During a panel discussion at the annual myhomemove conference this week Mark Hayward, managing director of the National Association of Estate Agents, was asked what he wanted from the housing minister more than anything during this parliament.
He replied: “I’ve asked him for regulation of our industry and he said no. He told me it was anti-competitive because if all agents were licensed he believed we would set our fees higher and that would not benefit the consumer.”
Hayward said this was not the case and asked Lewis to reconsider but the housing minister failed to respond to a request for comment.
Currently it is possible to be released from prison having served time for robbery and days later get a job as an estate agent with access to the keys to people’s homes.
There is no requirement for employers to run criminal conviction checks or for agents to disclose this history.
The NAEA encourages members to take professional qualifications but as membership is not obligatory, standards of estate agents vary wildly across the country.
Estate agents are principally regulated by the Estate Agents Act 1979 and the Consumer Protection from Unfair Trading Regulations 2008.

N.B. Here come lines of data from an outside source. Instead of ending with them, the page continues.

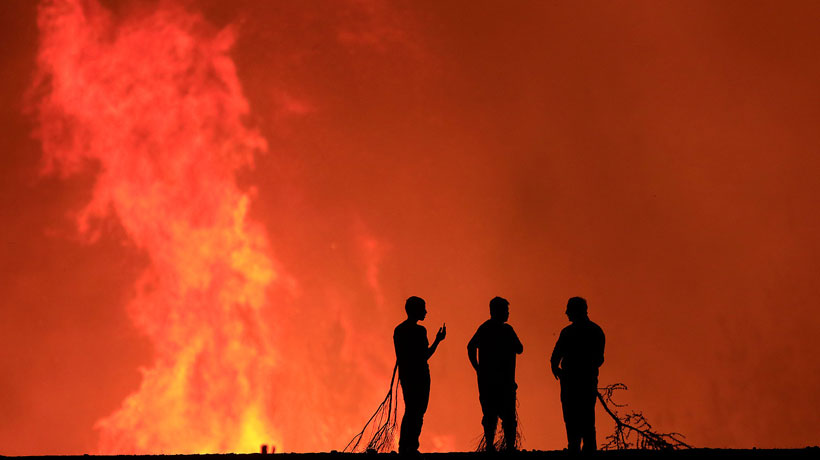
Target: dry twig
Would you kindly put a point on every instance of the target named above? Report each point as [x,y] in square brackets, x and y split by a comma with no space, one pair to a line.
[633,430]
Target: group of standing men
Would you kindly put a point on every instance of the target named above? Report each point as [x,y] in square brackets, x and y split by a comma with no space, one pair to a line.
[492,350]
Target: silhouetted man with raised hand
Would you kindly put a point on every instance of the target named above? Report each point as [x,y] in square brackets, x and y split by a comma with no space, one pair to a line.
[575,360]
[492,353]
[412,353]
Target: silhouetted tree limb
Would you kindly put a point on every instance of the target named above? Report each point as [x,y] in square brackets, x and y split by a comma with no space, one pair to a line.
[633,430]
[385,419]
[500,442]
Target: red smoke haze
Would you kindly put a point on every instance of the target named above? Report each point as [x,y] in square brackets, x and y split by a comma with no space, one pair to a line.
[210,235]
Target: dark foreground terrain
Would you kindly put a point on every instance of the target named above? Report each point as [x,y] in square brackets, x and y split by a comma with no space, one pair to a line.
[805,453]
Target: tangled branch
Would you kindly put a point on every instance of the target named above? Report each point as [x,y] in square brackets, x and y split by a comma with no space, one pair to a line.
[385,419]
[500,441]
[633,430]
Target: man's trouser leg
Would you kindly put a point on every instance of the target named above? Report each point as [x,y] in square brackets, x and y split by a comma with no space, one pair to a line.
[587,415]
[489,409]
[416,396]
[509,422]
[570,408]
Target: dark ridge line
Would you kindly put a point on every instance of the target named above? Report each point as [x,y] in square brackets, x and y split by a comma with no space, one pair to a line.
[812,452]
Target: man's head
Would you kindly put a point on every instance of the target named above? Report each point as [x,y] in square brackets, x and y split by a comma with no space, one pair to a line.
[415,308]
[577,309]
[499,309]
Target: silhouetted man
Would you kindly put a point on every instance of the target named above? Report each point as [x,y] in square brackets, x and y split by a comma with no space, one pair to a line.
[575,360]
[492,353]
[412,353]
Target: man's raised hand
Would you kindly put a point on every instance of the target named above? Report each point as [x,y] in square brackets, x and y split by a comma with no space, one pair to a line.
[442,333]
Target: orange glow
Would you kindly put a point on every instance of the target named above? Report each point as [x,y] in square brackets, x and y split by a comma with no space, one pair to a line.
[212,212]
[156,104]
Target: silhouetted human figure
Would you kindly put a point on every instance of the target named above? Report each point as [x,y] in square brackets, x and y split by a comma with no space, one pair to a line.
[575,360]
[412,353]
[492,353]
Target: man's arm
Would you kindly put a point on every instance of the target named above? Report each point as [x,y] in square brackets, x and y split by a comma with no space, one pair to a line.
[440,335]
[555,359]
[517,346]
[472,351]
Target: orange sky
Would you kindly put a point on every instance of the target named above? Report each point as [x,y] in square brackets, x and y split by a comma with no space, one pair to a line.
[657,158]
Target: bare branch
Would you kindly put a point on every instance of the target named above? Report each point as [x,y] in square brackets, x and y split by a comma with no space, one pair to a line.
[385,418]
[633,430]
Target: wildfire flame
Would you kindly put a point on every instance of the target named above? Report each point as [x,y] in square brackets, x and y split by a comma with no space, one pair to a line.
[154,101]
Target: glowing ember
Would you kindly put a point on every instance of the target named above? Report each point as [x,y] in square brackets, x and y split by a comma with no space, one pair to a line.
[156,103]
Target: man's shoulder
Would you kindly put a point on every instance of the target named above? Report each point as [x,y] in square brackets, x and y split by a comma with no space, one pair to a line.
[406,327]
[595,327]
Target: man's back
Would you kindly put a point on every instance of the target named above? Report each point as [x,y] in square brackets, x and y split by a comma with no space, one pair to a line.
[497,345]
[410,342]
[580,349]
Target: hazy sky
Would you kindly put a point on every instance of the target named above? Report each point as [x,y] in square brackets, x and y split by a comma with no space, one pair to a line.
[658,158]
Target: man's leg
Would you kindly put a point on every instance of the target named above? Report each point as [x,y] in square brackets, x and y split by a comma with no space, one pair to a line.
[408,435]
[489,419]
[416,396]
[570,408]
[587,415]
[509,422]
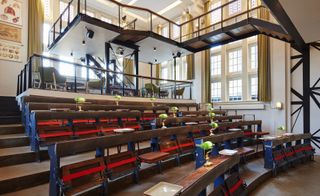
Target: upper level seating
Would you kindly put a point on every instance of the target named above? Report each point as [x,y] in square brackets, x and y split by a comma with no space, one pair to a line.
[48,127]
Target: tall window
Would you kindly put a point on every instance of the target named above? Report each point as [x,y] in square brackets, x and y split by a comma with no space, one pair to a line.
[88,13]
[234,7]
[253,55]
[165,31]
[175,31]
[216,91]
[107,20]
[235,60]
[235,90]
[216,64]
[63,6]
[47,8]
[215,15]
[254,88]
[234,71]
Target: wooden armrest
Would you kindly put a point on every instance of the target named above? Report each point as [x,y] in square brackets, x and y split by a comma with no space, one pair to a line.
[153,157]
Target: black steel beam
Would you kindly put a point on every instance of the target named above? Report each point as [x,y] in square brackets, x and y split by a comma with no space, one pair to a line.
[283,18]
[306,89]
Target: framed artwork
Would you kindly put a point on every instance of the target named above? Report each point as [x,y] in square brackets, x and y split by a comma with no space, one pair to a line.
[10,33]
[11,11]
[10,52]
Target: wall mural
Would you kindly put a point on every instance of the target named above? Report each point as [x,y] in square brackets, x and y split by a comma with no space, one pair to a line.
[11,52]
[10,33]
[10,11]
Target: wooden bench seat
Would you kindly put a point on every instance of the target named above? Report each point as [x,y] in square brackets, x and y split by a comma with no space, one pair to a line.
[81,176]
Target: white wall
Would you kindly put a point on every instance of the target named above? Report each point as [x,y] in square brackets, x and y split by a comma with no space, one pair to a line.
[9,70]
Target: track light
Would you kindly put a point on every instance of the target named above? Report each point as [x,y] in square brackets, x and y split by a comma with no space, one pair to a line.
[90,33]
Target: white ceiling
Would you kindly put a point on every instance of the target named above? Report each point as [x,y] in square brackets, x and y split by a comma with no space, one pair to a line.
[305,15]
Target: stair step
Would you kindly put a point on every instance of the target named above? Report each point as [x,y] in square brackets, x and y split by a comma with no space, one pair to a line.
[19,155]
[11,129]
[13,140]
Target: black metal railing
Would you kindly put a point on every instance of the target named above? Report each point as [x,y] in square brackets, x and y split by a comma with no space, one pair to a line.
[151,20]
[42,72]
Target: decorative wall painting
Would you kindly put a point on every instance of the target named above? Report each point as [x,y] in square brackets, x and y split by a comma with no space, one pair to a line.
[10,11]
[11,52]
[10,33]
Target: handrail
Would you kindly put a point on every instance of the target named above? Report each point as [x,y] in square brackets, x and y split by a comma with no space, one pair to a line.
[171,22]
[103,70]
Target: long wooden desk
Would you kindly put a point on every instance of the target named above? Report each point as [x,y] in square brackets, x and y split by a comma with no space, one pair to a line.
[199,179]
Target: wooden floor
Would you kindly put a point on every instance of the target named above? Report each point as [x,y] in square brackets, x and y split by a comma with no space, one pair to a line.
[302,180]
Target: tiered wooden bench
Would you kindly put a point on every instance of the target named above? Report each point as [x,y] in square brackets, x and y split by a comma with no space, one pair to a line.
[48,127]
[285,150]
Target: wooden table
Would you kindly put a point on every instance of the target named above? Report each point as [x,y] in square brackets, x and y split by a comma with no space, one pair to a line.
[199,179]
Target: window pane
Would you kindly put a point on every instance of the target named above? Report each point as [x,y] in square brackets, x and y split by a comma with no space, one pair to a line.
[216,91]
[235,60]
[234,7]
[63,6]
[66,69]
[215,15]
[215,65]
[46,7]
[107,20]
[254,88]
[235,90]
[253,56]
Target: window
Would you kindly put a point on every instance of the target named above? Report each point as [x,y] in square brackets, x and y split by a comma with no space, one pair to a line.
[254,88]
[235,60]
[176,31]
[253,53]
[216,91]
[47,10]
[216,65]
[215,15]
[234,7]
[165,31]
[46,29]
[235,90]
[107,20]
[253,3]
[63,6]
[88,13]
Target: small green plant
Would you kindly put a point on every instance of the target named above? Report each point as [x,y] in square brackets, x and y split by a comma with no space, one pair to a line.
[80,100]
[118,97]
[163,116]
[208,145]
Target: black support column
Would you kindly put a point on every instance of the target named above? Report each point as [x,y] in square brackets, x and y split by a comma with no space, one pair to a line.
[136,63]
[306,89]
[107,59]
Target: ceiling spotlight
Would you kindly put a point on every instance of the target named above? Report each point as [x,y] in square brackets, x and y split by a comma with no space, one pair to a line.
[90,33]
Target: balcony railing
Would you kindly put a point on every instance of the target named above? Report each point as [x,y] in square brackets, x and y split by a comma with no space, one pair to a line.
[146,20]
[43,72]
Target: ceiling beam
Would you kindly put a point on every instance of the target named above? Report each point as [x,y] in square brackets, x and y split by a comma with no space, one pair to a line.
[283,18]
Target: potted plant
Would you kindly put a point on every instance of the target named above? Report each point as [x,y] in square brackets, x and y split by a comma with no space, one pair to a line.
[281,130]
[117,98]
[214,126]
[79,101]
[163,118]
[207,147]
[174,111]
[152,99]
[211,115]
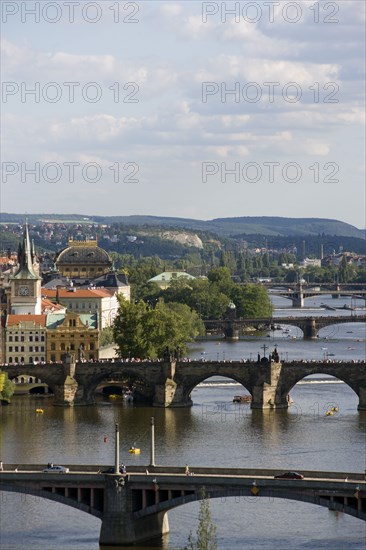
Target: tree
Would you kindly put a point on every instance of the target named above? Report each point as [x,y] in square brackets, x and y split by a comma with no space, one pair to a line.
[143,331]
[206,538]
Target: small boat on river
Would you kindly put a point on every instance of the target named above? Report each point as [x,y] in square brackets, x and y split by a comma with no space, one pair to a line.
[242,399]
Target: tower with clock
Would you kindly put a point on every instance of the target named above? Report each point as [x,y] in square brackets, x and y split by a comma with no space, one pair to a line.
[25,285]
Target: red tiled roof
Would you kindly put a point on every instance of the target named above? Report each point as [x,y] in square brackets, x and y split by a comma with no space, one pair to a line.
[47,304]
[78,293]
[16,319]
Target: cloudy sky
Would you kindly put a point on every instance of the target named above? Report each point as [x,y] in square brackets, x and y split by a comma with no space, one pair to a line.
[189,109]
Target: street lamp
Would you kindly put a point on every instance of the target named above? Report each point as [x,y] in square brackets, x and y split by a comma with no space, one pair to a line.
[116,450]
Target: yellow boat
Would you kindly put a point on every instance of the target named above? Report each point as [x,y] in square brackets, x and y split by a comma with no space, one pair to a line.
[134,451]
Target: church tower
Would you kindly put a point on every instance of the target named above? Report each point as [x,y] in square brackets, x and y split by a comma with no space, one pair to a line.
[25,285]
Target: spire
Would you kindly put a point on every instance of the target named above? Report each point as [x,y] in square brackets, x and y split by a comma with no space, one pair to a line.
[25,257]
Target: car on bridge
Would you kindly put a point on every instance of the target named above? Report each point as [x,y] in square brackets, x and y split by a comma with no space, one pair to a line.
[289,475]
[56,470]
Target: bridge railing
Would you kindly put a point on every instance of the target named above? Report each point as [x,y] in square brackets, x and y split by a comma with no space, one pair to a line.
[199,470]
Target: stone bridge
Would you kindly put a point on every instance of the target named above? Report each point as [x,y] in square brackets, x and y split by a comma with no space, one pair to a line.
[170,383]
[133,507]
[309,325]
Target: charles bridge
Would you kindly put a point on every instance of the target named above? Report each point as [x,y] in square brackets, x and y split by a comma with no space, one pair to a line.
[170,383]
[133,507]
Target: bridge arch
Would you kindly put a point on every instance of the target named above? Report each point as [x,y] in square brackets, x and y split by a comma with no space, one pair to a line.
[133,379]
[33,380]
[285,493]
[72,501]
[290,382]
[199,379]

In addition to this statutory regulation, since 1 October 2008 all estate agents in the UK who engage in residential estate agency work are required to belong to an approved redress scheme dealing with complaints about the buying and selling of residential property. This is a requirement of the Consumers, Estate Agents and Redress Act 2007.
Since 1 April 2014 the regulation of estate agents across the UK has been carried out by Powys County Council where the National Trading Standards Estate Agency Team assesses whether or not an individual or business in any part of the UK is fit to carry out estate agency work within the terms of the Estate Agents Act 1979.
It took over this enforcement role from the Office of Fair Trading.